# 250 Rs Rear Slide Leak



## CampingStan (Oct 30, 2010)

We purchased a 2011 Outback 250RS last fall. We have noticed water stains under the mattress in the rear slide as well as a bulge starting to develope on the outside of the rear slide back wall. We went by the dealership today and they could not find any source for the leak. They are going to turn in a warrenty claim to Outback to repair the outside buldge and hope that when its removed it may reveal the water problem. Has anyone had a similar issue?


----------



## duggy (Mar 17, 2010)

Have you been heating the trailer? We found when the outside temperatures got down around freezing, there was some condensation under the mattress at the outside corners. We were never heating it for more than a couple of days at a time, so it dried out quickly, but if it was heated continuously, the moisture would become significant.
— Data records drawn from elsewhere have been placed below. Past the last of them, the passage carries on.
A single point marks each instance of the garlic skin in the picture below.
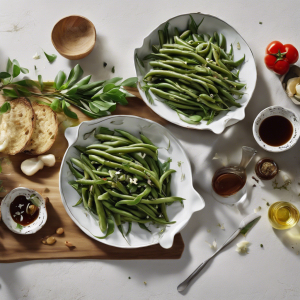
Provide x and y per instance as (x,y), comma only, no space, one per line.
(242,247)
(30,166)
(291,86)
(48,160)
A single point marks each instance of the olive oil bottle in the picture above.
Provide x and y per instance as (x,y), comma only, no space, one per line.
(283,215)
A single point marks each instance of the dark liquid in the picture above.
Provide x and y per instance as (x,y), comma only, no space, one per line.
(228,184)
(276,130)
(18,211)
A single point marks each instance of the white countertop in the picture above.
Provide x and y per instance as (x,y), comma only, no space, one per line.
(271,272)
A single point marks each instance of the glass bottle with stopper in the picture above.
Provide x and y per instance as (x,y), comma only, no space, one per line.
(228,183)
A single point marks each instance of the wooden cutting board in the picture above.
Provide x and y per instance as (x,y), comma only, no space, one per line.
(14,247)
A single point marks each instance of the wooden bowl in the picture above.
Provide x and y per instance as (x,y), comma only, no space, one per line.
(74,37)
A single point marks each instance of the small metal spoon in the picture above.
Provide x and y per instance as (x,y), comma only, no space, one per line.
(293,72)
(245,225)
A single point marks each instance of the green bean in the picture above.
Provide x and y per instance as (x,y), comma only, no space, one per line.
(229,98)
(180,41)
(151,147)
(129,136)
(157,56)
(78,202)
(98,146)
(146,140)
(105,174)
(106,137)
(126,168)
(132,149)
(118,211)
(116,159)
(91,197)
(137,200)
(179,64)
(161,65)
(176,46)
(86,161)
(152,165)
(164,176)
(211,105)
(77,174)
(115,194)
(91,182)
(184,53)
(85,197)
(185,34)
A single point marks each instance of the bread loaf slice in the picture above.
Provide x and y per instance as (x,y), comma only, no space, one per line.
(45,131)
(16,126)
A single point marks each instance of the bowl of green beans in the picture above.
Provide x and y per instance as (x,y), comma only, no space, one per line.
(127,182)
(196,71)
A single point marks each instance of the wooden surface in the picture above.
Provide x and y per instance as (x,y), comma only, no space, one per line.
(14,247)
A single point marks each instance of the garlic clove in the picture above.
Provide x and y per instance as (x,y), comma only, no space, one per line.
(30,166)
(48,159)
(291,86)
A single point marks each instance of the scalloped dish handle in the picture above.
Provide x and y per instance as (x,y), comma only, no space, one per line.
(71,134)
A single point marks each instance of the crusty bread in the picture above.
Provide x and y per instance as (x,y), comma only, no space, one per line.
(16,126)
(44,134)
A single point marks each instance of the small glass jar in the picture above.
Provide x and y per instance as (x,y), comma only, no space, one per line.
(266,169)
(283,215)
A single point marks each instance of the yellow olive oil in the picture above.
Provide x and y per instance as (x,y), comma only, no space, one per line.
(283,215)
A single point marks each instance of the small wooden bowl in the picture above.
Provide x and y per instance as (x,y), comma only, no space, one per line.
(74,37)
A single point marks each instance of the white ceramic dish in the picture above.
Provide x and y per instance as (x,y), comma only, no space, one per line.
(8,220)
(182,187)
(277,111)
(248,72)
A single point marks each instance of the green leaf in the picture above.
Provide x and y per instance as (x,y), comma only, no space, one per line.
(16,70)
(108,87)
(131,82)
(249,226)
(10,93)
(59,80)
(93,108)
(103,106)
(28,83)
(4,75)
(4,108)
(24,70)
(56,105)
(9,65)
(68,112)
(74,75)
(23,91)
(19,226)
(40,78)
(51,57)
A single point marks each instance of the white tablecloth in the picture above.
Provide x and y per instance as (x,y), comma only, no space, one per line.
(271,272)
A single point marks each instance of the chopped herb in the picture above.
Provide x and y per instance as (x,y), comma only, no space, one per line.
(283,187)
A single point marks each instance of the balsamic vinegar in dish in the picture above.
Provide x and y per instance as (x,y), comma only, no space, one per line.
(276,131)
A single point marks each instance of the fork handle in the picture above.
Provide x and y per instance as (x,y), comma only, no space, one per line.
(182,286)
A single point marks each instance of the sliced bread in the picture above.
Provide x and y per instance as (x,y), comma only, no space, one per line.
(16,126)
(45,131)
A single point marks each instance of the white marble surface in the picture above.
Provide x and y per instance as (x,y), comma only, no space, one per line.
(268,273)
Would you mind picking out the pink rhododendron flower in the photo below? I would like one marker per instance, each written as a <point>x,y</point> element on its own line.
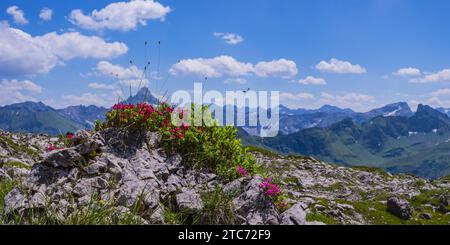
<point>242,171</point>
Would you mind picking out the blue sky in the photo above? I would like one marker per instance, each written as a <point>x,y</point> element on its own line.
<point>353,53</point>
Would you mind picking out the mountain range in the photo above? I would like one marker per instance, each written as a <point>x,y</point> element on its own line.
<point>391,137</point>
<point>294,120</point>
<point>417,144</point>
<point>36,117</point>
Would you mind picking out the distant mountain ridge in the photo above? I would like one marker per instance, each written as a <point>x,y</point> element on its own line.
<point>84,115</point>
<point>36,117</point>
<point>294,120</point>
<point>419,144</point>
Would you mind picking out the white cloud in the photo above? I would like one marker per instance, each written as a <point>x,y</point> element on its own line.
<point>17,14</point>
<point>228,66</point>
<point>73,45</point>
<point>23,54</point>
<point>134,83</point>
<point>409,71</point>
<point>441,76</point>
<point>339,66</point>
<point>87,99</point>
<point>46,14</point>
<point>441,92</point>
<point>235,80</point>
<point>213,67</point>
<point>298,96</point>
<point>356,101</point>
<point>229,38</point>
<point>122,16</point>
<point>276,68</point>
<point>13,91</point>
<point>313,81</point>
<point>127,76</point>
<point>122,73</point>
<point>100,86</point>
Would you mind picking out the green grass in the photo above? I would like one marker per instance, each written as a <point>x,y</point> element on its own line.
<point>18,148</point>
<point>5,187</point>
<point>375,170</point>
<point>261,150</point>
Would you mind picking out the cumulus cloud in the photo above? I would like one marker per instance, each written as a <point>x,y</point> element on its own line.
<point>17,14</point>
<point>212,67</point>
<point>122,16</point>
<point>238,80</point>
<point>406,72</point>
<point>310,80</point>
<point>74,45</point>
<point>23,54</point>
<point>441,76</point>
<point>276,68</point>
<point>228,66</point>
<point>14,91</point>
<point>229,38</point>
<point>100,86</point>
<point>298,96</point>
<point>127,76</point>
<point>441,92</point>
<point>339,66</point>
<point>87,99</point>
<point>120,72</point>
<point>46,14</point>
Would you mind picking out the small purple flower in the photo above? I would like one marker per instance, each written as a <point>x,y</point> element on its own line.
<point>242,171</point>
<point>270,189</point>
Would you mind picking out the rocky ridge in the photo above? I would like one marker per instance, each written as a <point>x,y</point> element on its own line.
<point>128,173</point>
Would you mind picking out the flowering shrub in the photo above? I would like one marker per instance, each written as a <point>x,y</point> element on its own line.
<point>274,191</point>
<point>270,189</point>
<point>210,148</point>
<point>52,147</point>
<point>241,171</point>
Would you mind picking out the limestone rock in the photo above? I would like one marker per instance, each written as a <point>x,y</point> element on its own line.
<point>399,207</point>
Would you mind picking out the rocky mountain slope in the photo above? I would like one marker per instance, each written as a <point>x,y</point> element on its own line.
<point>35,118</point>
<point>295,120</point>
<point>418,144</point>
<point>120,176</point>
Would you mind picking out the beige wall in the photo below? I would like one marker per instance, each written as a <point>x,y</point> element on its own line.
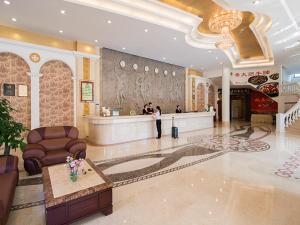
<point>130,89</point>
<point>14,70</point>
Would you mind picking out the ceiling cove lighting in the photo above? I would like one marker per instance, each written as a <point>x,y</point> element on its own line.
<point>222,23</point>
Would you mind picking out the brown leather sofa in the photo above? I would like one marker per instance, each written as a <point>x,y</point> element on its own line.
<point>9,176</point>
<point>51,145</point>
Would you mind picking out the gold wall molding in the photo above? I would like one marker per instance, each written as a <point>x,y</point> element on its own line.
<point>44,40</point>
<point>246,41</point>
<point>194,72</point>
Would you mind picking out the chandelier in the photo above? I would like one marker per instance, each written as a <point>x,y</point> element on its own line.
<point>224,22</point>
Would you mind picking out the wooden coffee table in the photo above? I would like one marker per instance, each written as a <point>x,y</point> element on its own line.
<point>67,201</point>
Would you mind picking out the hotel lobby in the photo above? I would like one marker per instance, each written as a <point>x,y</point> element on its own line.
<point>149,112</point>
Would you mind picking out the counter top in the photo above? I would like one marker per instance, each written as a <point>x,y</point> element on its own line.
<point>127,119</point>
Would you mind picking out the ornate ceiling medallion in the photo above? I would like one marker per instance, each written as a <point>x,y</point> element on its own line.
<point>223,22</point>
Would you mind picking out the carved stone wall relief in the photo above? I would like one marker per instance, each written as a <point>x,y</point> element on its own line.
<point>130,87</point>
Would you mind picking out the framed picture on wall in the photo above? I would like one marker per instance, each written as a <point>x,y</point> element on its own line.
<point>87,91</point>
<point>9,89</point>
<point>22,90</point>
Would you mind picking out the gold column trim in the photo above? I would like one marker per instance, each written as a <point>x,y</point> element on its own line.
<point>245,39</point>
<point>44,40</point>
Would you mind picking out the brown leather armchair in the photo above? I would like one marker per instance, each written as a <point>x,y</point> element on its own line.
<point>9,176</point>
<point>51,145</point>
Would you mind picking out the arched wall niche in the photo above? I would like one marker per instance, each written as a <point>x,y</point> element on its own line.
<point>56,94</point>
<point>200,97</point>
<point>15,70</point>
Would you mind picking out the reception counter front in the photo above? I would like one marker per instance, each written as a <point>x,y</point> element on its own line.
<point>118,129</point>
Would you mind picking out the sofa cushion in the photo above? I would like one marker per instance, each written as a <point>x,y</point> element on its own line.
<point>55,157</point>
<point>7,191</point>
<point>54,132</point>
<point>54,144</point>
<point>8,164</point>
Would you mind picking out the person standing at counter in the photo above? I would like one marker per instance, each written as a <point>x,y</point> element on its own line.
<point>150,108</point>
<point>157,116</point>
<point>145,110</point>
<point>178,109</point>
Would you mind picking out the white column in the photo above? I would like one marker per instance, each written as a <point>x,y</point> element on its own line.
<point>226,96</point>
<point>35,99</point>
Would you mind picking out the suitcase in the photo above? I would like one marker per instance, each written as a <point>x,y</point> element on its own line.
<point>174,132</point>
<point>174,129</point>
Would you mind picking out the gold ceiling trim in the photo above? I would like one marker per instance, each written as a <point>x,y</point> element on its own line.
<point>245,39</point>
<point>44,40</point>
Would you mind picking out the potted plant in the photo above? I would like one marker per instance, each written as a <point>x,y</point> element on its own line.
<point>10,130</point>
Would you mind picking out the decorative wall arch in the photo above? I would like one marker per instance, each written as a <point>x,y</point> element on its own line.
<point>56,94</point>
<point>15,70</point>
<point>200,97</point>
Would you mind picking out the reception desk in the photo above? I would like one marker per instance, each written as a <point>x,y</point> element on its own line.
<point>118,129</point>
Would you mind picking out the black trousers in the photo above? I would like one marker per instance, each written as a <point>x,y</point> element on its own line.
<point>158,127</point>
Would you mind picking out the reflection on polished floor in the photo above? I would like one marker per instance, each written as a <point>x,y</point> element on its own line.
<point>243,175</point>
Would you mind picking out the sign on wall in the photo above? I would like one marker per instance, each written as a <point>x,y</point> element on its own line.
<point>264,80</point>
<point>87,91</point>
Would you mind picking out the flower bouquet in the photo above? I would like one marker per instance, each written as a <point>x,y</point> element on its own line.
<point>73,165</point>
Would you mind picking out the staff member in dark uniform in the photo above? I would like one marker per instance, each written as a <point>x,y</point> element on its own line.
<point>178,109</point>
<point>150,109</point>
<point>145,110</point>
<point>157,116</point>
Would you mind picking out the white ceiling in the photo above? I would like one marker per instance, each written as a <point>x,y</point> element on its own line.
<point>87,24</point>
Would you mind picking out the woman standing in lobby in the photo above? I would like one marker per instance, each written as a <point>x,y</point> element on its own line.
<point>157,116</point>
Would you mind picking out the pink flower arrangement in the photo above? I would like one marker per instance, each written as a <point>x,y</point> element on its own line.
<point>73,164</point>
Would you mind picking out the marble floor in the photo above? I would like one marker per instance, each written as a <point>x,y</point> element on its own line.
<point>238,175</point>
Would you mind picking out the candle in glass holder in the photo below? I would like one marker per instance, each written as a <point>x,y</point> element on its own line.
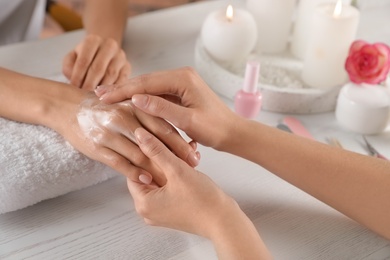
<point>303,23</point>
<point>273,20</point>
<point>333,31</point>
<point>229,35</point>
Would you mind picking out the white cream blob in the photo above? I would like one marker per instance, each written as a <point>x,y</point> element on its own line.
<point>95,118</point>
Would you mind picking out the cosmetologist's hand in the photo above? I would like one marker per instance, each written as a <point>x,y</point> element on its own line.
<point>106,133</point>
<point>181,97</point>
<point>189,201</point>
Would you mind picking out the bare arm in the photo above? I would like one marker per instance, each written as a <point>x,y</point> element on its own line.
<point>56,105</point>
<point>354,184</point>
<point>190,201</point>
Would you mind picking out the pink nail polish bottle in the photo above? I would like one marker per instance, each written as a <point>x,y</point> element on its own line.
<point>247,101</point>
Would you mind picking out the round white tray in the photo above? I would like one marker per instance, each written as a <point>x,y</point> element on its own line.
<point>280,83</point>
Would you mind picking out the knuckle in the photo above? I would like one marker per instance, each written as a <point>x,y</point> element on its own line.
<point>142,208</point>
<point>96,67</point>
<point>92,38</point>
<point>115,162</point>
<point>83,62</point>
<point>139,159</point>
<point>111,72</point>
<point>111,43</point>
<point>158,105</point>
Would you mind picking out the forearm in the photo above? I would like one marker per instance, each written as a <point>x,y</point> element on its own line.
<point>237,238</point>
<point>32,100</point>
<point>106,18</point>
<point>354,184</point>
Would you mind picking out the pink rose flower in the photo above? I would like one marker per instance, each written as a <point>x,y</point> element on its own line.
<point>368,63</point>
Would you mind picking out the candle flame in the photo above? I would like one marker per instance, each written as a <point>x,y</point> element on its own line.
<point>229,13</point>
<point>338,8</point>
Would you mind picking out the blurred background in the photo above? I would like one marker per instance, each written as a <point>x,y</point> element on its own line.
<point>52,28</point>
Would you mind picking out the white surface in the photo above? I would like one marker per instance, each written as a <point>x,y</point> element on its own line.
<point>100,222</point>
<point>274,22</point>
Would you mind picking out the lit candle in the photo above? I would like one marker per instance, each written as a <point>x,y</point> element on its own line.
<point>333,31</point>
<point>303,23</point>
<point>229,35</point>
<point>273,20</point>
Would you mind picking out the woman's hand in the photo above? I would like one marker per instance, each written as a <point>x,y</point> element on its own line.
<point>106,133</point>
<point>185,101</point>
<point>95,61</point>
<point>190,201</point>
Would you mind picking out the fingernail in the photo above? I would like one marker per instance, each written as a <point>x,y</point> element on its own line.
<point>100,90</point>
<point>105,95</point>
<point>193,158</point>
<point>146,179</point>
<point>142,135</point>
<point>140,100</point>
<point>198,154</point>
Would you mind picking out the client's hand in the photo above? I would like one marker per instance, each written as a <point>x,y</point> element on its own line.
<point>96,61</point>
<point>198,112</point>
<point>190,201</point>
<point>105,133</point>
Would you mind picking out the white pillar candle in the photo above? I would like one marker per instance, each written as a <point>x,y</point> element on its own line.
<point>229,35</point>
<point>273,20</point>
<point>333,31</point>
<point>302,25</point>
<point>363,108</point>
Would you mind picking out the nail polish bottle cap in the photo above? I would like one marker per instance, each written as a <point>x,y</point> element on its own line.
<point>251,77</point>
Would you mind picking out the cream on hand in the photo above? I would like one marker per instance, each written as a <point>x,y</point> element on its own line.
<point>96,118</point>
<point>247,102</point>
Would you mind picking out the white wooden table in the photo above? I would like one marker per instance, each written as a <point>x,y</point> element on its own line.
<point>100,222</point>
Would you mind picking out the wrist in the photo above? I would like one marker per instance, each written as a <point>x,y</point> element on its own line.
<point>236,237</point>
<point>233,133</point>
<point>61,103</point>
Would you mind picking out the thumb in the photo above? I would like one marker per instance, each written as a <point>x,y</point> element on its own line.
<point>68,64</point>
<point>160,107</point>
<point>156,151</point>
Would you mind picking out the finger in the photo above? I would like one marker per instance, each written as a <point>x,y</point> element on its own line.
<point>113,71</point>
<point>85,55</point>
<point>124,74</point>
<point>120,164</point>
<point>158,83</point>
<point>99,64</point>
<point>178,115</point>
<point>130,151</point>
<point>138,188</point>
<point>68,64</point>
<point>169,136</point>
<point>194,145</point>
<point>157,152</point>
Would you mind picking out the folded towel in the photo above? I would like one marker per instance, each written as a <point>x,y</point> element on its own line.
<point>37,164</point>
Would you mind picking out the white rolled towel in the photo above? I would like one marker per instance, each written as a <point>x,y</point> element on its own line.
<point>37,164</point>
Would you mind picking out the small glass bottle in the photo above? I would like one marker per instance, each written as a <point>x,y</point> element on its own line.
<point>247,102</point>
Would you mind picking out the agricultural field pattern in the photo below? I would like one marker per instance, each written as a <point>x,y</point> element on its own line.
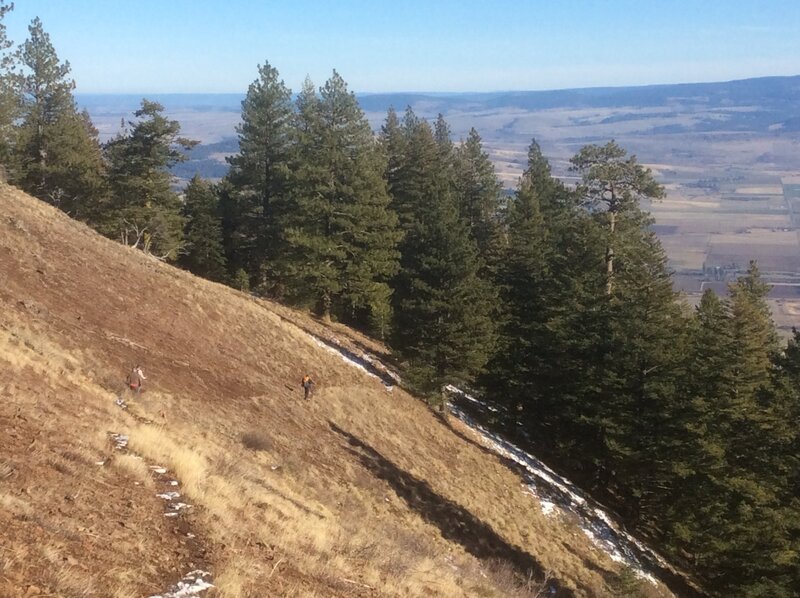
<point>728,155</point>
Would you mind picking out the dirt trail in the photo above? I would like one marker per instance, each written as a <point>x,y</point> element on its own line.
<point>362,491</point>
<point>193,551</point>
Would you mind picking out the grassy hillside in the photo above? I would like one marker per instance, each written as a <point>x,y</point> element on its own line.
<point>360,492</point>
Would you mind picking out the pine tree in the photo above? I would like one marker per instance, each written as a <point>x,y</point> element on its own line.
<point>443,307</point>
<point>144,211</point>
<point>203,252</point>
<point>57,155</point>
<point>615,181</point>
<point>9,93</point>
<point>259,176</point>
<point>479,195</point>
<point>343,237</point>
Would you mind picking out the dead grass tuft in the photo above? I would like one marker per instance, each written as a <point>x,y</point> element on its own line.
<point>257,441</point>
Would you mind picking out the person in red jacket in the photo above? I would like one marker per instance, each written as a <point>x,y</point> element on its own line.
<point>135,379</point>
<point>308,386</point>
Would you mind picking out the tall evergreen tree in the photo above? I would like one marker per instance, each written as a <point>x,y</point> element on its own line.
<point>203,252</point>
<point>343,236</point>
<point>443,307</point>
<point>57,153</point>
<point>145,211</point>
<point>479,195</point>
<point>614,180</point>
<point>9,92</point>
<point>259,177</point>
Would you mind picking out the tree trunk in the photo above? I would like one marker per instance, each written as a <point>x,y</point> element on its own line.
<point>610,252</point>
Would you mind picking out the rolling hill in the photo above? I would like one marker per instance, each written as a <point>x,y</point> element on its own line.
<point>219,474</point>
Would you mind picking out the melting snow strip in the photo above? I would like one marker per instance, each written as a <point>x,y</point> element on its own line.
<point>551,489</point>
<point>190,586</point>
<point>169,495</point>
<point>359,361</point>
<point>120,441</point>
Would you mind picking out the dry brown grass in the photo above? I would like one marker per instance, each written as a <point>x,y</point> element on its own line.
<point>358,492</point>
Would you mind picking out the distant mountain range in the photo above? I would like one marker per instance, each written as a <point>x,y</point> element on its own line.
<point>649,120</point>
<point>778,100</point>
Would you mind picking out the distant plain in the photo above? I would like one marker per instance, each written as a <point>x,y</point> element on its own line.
<point>727,153</point>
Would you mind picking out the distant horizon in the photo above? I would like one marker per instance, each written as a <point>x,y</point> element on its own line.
<point>202,46</point>
<point>443,93</point>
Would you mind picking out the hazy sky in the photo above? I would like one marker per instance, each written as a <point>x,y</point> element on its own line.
<point>151,46</point>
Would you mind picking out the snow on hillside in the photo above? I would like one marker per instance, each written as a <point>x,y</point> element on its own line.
<point>556,494</point>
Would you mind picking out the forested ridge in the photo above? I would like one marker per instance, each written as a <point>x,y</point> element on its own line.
<point>555,303</point>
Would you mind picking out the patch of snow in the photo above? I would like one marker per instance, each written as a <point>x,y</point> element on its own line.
<point>548,508</point>
<point>120,441</point>
<point>358,361</point>
<point>190,586</point>
<point>553,490</point>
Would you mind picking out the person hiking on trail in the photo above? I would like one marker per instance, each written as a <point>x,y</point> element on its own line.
<point>308,386</point>
<point>135,379</point>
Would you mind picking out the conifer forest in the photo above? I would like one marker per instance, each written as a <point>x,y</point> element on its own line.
<point>553,303</point>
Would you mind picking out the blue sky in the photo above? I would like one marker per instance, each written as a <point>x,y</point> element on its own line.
<point>195,46</point>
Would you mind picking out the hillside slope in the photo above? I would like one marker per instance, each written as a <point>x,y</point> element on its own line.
<point>360,492</point>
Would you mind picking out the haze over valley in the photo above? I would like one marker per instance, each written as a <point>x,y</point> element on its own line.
<point>726,153</point>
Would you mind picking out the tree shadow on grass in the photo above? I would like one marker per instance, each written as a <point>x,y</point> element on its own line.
<point>454,521</point>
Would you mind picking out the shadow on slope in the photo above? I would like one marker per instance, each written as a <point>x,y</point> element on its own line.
<point>454,521</point>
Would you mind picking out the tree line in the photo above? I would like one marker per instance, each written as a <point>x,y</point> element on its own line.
<point>555,303</point>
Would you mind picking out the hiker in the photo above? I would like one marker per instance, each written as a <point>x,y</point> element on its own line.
<point>135,379</point>
<point>308,386</point>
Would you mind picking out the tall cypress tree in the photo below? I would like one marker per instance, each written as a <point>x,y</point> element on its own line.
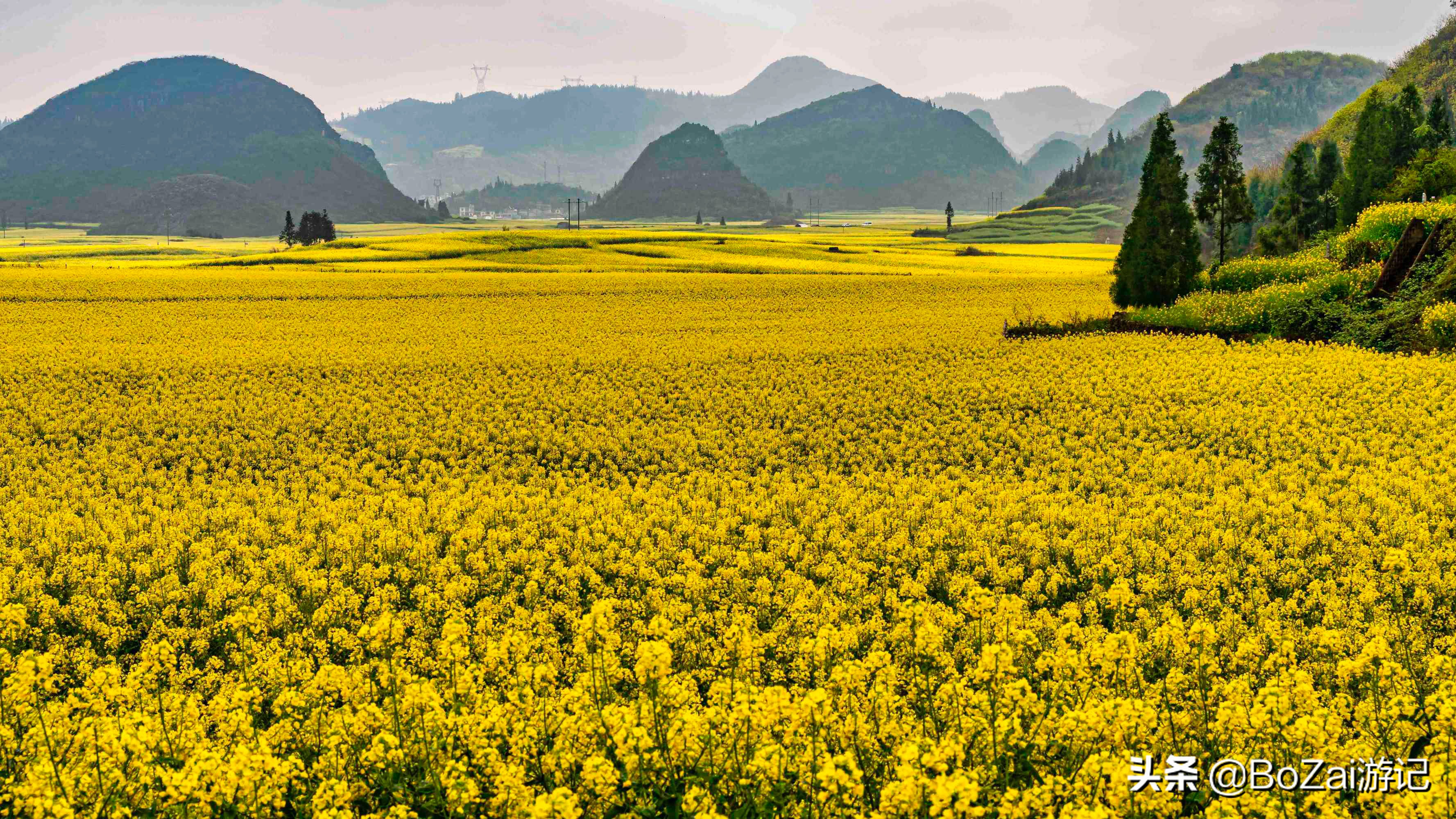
<point>1296,214</point>
<point>1223,197</point>
<point>1406,117</point>
<point>1371,166</point>
<point>289,235</point>
<point>1159,256</point>
<point>1439,121</point>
Our back wall of the slide has been "loose" since new, but hasn't changed and seemed like it was supposed to be like that. It seems like it's a different construction than the rest of the trailer. I'll be interested to hear what happens with yours, and if it's supposed to be loose.


----------



## Bearhog (Feb 10, 2011)

Yes, please let us know what you find out. I'm picking up my 250RS tomorrow after going back for replacement of the entry doors and the "underbelly" of the rear slide. Its a very thick sheet of black vinyl under the rear slide to protect it from the elements while extended. ours was loose on the interior end and was "wavey" throughout.. I'm a little on the nutty side when it comes to looking for leaks in TT's. I sometimes see them when they arent there.









Best of luck with this


----------



## dsx2in92 (Mar 3, 2011)

CampingStan said:


> We purchased a 2011 Outback 250RS last fall. We have noticed water stains under the mattress in the rear slide as well as a bulge starting to develope on the outside of the rear slide back wall. We went by the dealership today and they could not find any source for the leak. They are going to turn in a warrenty claim to Outback to repair the outside buldge and hope that when its removed it may reveal the water problem. Has anyone had a similar issue?


We just picked up our 10th anniversary 250RS after upgrading from our Coleman Mesa Tent trailer. We have had the new outback in our laneway for a week now. While taking off the mattress plastic cover my wife noticed a stain on the plywood in the rear door side of the rear slide. It was dry to the touch but definatley was stained. I brought it up to our dealer. They told us to keep an eye on it. I am very interested if you here anything!


----------



## DeWayneT (Dec 6, 2011)

Hi
I also have the same problem with my 2011 Outback 250RS. My water stain, actually its wet, is in the lower right rear of the rear pull out, under the mattress. Have you found out anything yet?

Thanks


----------



## Fred (May 16, 2011)

I purchased my new 210RS in March of 2011. When I brought it home, I noticed a damp water stain under the corner of the bed one one side of the slide-out. I notified the dealer but repaired it on my own. On the outside of the slide-out, where there are brackets with many screws, Gilligan didn't thoroughly cover the screws with silicone sealant. I assume that was the problem as when I re-sealed them, water never got into the trailer again. Hope yours is as easy a fix as mine was.


----------